Order of an Element: if $g$ is in $G$, then the order, $n$ would mean that $g^n = e$ (identity) 
But if I use these definitions, the question does not make much sense to me. 
Can someone please help me out?
 A: Upgrading my comment to an answer as requested. I've added a lot of detail as the OP seems to be unfamiliar with this group.
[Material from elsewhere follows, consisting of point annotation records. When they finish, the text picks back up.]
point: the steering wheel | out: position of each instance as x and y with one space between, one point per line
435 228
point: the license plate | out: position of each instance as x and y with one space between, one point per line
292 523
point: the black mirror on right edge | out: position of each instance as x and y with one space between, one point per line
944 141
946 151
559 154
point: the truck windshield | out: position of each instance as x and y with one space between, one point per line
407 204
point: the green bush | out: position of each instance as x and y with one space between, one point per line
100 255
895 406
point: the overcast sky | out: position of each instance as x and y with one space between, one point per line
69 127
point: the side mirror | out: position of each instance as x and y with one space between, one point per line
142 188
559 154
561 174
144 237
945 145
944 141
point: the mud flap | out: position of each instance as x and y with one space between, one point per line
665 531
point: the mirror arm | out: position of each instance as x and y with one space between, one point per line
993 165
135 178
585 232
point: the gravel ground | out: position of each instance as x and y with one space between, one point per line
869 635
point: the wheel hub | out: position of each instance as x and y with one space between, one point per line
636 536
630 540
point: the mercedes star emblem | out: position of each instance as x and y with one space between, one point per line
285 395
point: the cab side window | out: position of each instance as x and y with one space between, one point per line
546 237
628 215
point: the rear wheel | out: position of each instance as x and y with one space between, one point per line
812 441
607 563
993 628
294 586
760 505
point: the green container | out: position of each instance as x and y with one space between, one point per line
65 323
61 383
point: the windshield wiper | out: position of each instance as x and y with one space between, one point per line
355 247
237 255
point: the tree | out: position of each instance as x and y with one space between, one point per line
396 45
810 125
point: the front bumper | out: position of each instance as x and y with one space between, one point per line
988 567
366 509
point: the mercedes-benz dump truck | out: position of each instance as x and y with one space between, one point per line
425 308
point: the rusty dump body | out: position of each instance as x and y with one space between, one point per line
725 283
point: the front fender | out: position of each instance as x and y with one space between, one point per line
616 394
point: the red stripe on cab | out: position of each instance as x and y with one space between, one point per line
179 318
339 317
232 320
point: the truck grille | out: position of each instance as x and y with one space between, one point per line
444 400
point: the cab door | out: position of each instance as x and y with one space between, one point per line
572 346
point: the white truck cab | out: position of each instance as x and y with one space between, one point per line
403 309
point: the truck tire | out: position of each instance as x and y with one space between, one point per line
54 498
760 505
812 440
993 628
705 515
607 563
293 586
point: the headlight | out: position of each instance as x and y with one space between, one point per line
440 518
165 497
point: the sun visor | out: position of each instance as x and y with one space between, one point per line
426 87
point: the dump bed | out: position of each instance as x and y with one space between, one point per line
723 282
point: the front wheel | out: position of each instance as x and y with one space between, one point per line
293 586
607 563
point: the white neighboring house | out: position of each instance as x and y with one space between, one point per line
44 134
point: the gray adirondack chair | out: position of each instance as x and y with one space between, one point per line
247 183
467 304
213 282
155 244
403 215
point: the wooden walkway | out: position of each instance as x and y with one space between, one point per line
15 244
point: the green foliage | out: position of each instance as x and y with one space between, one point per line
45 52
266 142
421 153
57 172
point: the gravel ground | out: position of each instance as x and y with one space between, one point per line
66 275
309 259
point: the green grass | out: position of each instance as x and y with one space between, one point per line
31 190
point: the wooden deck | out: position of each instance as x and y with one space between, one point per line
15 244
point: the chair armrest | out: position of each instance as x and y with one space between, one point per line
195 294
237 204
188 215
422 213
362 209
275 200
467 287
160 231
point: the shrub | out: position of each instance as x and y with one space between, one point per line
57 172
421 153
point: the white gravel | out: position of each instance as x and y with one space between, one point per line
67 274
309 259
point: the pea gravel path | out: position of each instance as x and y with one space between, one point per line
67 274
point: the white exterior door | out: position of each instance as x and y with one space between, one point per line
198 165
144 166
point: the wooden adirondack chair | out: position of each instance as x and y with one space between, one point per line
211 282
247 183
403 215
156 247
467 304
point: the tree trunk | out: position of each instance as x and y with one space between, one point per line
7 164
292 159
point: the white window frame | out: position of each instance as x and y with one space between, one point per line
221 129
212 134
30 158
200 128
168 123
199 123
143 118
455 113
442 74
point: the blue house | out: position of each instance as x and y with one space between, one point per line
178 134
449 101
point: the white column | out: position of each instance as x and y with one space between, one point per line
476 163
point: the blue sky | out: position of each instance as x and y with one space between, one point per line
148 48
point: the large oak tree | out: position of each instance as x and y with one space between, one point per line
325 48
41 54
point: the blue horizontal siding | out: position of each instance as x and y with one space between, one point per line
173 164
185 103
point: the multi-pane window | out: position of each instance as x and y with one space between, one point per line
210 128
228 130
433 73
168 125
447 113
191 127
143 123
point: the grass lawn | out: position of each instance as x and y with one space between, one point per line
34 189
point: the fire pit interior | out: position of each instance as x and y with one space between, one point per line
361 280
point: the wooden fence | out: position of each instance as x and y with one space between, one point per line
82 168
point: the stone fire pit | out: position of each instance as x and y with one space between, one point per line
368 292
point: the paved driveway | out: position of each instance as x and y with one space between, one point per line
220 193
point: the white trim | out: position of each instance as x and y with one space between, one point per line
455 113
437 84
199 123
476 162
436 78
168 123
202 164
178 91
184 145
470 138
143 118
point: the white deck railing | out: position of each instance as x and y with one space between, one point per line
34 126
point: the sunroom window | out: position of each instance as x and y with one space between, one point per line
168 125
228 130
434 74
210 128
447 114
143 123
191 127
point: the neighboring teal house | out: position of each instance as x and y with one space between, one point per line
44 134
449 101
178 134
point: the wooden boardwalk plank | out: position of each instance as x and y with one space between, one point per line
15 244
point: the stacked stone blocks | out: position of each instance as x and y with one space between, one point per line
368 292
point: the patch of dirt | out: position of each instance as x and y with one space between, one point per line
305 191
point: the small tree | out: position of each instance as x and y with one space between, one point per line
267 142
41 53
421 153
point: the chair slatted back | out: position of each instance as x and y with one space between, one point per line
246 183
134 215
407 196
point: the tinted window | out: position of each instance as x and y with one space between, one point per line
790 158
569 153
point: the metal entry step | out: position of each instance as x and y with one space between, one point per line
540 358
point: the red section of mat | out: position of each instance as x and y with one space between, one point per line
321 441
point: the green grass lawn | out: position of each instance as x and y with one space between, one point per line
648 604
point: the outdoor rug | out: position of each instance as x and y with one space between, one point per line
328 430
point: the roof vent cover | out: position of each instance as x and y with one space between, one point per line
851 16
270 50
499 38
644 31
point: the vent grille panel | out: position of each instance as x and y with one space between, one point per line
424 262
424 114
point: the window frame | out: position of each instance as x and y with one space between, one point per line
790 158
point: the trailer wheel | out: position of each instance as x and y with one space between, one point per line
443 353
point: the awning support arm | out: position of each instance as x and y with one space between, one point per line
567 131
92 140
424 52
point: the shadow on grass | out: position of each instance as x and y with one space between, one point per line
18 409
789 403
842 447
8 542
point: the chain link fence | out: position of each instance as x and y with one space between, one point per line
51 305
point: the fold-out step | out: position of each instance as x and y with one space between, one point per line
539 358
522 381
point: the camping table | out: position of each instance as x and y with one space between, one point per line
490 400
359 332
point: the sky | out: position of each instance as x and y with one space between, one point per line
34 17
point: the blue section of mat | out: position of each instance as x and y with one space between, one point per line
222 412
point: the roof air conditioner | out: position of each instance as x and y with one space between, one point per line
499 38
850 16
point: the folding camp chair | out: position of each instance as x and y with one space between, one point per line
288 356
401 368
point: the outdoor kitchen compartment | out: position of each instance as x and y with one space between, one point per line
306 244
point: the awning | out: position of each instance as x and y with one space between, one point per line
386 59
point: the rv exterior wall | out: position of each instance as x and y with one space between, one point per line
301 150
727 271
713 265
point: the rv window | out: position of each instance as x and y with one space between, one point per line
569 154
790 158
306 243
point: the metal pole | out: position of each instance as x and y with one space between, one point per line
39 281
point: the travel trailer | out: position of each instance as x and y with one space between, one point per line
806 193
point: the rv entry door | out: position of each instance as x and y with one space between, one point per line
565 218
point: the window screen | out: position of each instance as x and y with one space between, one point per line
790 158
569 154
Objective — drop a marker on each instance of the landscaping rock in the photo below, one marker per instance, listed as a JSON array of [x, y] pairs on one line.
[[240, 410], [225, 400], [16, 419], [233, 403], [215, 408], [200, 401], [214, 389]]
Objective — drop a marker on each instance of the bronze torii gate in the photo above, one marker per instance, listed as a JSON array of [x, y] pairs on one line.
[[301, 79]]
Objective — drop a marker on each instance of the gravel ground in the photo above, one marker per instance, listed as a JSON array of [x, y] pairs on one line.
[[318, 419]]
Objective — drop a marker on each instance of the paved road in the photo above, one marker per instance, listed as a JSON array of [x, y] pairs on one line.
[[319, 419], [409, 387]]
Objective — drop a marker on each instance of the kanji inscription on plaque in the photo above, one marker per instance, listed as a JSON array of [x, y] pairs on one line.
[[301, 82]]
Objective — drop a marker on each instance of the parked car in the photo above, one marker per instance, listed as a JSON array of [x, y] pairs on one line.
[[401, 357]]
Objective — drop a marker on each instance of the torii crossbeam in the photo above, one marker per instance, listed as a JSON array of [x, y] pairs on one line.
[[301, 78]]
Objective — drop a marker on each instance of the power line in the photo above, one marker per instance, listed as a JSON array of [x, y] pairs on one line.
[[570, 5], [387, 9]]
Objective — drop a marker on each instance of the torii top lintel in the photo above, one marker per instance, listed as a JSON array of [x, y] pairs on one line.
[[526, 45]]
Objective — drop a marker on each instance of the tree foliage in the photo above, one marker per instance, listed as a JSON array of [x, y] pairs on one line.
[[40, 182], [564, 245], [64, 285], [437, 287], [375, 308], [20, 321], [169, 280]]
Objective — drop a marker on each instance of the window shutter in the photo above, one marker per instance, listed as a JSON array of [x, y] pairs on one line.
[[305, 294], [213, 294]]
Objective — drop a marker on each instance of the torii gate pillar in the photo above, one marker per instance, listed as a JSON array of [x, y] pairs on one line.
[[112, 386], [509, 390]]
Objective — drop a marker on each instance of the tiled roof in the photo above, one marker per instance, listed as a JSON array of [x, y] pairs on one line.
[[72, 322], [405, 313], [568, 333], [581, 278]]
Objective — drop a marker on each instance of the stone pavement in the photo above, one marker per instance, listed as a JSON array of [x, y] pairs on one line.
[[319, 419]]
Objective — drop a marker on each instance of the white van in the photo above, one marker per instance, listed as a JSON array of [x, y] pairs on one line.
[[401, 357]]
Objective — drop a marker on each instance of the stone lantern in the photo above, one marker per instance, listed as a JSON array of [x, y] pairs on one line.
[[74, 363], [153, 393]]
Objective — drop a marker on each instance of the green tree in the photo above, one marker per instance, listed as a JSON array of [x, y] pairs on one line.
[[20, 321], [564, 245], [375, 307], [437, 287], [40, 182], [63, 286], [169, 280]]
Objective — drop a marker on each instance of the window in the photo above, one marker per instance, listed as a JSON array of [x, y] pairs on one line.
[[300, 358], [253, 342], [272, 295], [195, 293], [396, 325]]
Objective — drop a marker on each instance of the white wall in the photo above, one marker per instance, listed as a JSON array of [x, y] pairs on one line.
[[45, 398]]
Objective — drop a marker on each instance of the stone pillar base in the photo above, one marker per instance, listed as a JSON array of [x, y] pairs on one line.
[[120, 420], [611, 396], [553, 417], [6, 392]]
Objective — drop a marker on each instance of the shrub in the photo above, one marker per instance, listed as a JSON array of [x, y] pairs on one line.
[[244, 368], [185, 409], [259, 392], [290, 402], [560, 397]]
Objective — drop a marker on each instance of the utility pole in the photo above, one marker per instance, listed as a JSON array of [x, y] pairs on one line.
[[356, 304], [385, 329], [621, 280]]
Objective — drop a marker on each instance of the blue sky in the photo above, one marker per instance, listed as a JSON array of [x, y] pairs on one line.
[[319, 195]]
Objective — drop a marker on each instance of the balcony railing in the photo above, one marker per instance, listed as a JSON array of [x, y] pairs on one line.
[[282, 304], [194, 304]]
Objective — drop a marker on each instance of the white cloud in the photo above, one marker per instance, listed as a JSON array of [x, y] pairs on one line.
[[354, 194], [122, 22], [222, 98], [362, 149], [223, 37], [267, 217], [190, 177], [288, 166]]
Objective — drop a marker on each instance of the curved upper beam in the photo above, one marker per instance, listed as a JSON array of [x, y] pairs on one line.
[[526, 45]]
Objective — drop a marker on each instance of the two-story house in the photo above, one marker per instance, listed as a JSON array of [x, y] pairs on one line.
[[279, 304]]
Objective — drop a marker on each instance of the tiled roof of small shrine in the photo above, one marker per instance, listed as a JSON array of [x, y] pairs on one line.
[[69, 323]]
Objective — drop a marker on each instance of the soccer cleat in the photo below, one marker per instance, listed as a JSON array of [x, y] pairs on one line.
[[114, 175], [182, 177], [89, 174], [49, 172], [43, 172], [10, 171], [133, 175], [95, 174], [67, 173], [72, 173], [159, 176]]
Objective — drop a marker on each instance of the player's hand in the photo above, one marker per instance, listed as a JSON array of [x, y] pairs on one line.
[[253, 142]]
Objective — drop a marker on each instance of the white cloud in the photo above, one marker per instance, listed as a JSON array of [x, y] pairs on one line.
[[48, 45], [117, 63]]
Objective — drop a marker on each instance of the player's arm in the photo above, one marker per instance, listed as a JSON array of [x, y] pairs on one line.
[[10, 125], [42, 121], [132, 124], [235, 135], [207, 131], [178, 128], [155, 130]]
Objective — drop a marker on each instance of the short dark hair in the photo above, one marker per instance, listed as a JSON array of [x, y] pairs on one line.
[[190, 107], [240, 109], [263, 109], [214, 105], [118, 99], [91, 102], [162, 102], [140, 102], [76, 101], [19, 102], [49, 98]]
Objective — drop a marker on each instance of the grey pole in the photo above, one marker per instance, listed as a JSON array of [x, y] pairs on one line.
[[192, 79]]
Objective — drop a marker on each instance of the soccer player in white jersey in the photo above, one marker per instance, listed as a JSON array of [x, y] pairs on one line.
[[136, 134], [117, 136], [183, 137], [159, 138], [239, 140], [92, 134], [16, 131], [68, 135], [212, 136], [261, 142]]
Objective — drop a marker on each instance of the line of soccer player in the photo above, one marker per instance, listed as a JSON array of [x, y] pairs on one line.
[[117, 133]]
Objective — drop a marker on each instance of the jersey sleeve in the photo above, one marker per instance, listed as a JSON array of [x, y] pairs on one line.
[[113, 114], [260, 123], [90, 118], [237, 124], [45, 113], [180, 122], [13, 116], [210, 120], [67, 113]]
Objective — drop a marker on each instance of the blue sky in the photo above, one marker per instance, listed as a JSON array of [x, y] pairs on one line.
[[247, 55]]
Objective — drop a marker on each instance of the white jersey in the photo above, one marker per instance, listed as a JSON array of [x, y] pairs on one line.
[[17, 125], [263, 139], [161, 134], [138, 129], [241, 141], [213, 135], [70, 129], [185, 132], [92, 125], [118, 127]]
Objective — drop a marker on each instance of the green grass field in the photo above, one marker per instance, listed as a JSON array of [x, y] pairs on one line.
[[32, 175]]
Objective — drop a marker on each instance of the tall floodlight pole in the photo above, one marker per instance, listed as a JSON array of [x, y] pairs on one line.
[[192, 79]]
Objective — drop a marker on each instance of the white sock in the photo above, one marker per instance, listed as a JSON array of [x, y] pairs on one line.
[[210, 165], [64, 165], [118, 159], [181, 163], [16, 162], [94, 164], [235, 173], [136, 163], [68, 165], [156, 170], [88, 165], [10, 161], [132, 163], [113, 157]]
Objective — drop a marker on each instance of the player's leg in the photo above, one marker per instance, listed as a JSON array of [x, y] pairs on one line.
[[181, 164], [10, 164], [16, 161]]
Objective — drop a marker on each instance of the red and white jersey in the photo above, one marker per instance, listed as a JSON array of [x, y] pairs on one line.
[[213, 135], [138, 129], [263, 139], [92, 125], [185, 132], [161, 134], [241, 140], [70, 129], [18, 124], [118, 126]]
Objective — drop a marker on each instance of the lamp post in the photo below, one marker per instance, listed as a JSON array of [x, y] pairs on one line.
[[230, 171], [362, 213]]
Let $\mathbb Z_2$ denote the additive group of integers modulo $2$, consisting of the elements $0$ and $1$ with the rules
$$\begin{aligned}
0+0 & = 0 \\
0+1 & = 1 \\
1+0 & = 1 \\
1+1 & = 0 \\
\end{aligned}$$
Let $\mathbb Z_2 \times \mathbb Z_2 \times \mathbb Z_2 \times \mathbb Z_2$ denote the direct product of four copies of $\mathbb Z_2$. This is the group whose elements are tuples of the form $(a_1, a_2, a_3, a_4)$, where each $a_i$ is $0$ or $1$, where addition is pointwise, meaning that $(a_1,a_2,a_3,a_4) + (b_1,b_2,b_3,b_4) = (a_1+b_1, a_2+b_2, a_3+b_3, a_4+b_4)$, where each $a_i + b_i$ is addition modulo $2$.
It's easy to check that $\mathbb Z_2 \times \mathbb Z_2 \times \mathbb Z_2 \times \mathbb Z_2$ is a group. It contains $2^4 = 16$ elements, since there are two possibilities for each of the four slots in the tuple $(a_1, a_2, a_3, a_4)$.
Finally, note that for each $(a_1,a_2,a_3,a_4) \in \mathbb Z_2 \times \mathbb Z_2 \times \mathbb Z_2 \times \mathbb Z_2$, we have 
$$(a_1,a_2,a_3,a_4) + (a_1,a_2,a_3,a_4) = (a_1+a_1, a_2+a_2,a_3+a_3,a_4+a_4) = (0,0,0,0)$$
since $a_i + a_i = 0$ regardless of whether $a_i = 0$ or $a_i = 1$. This shows that the order of each element is at most $2$ (specifically, the order of the identity $(0,0,0,0)$ is $1$, and the order of every other element is $2$). In particular, there is no element of order $4$.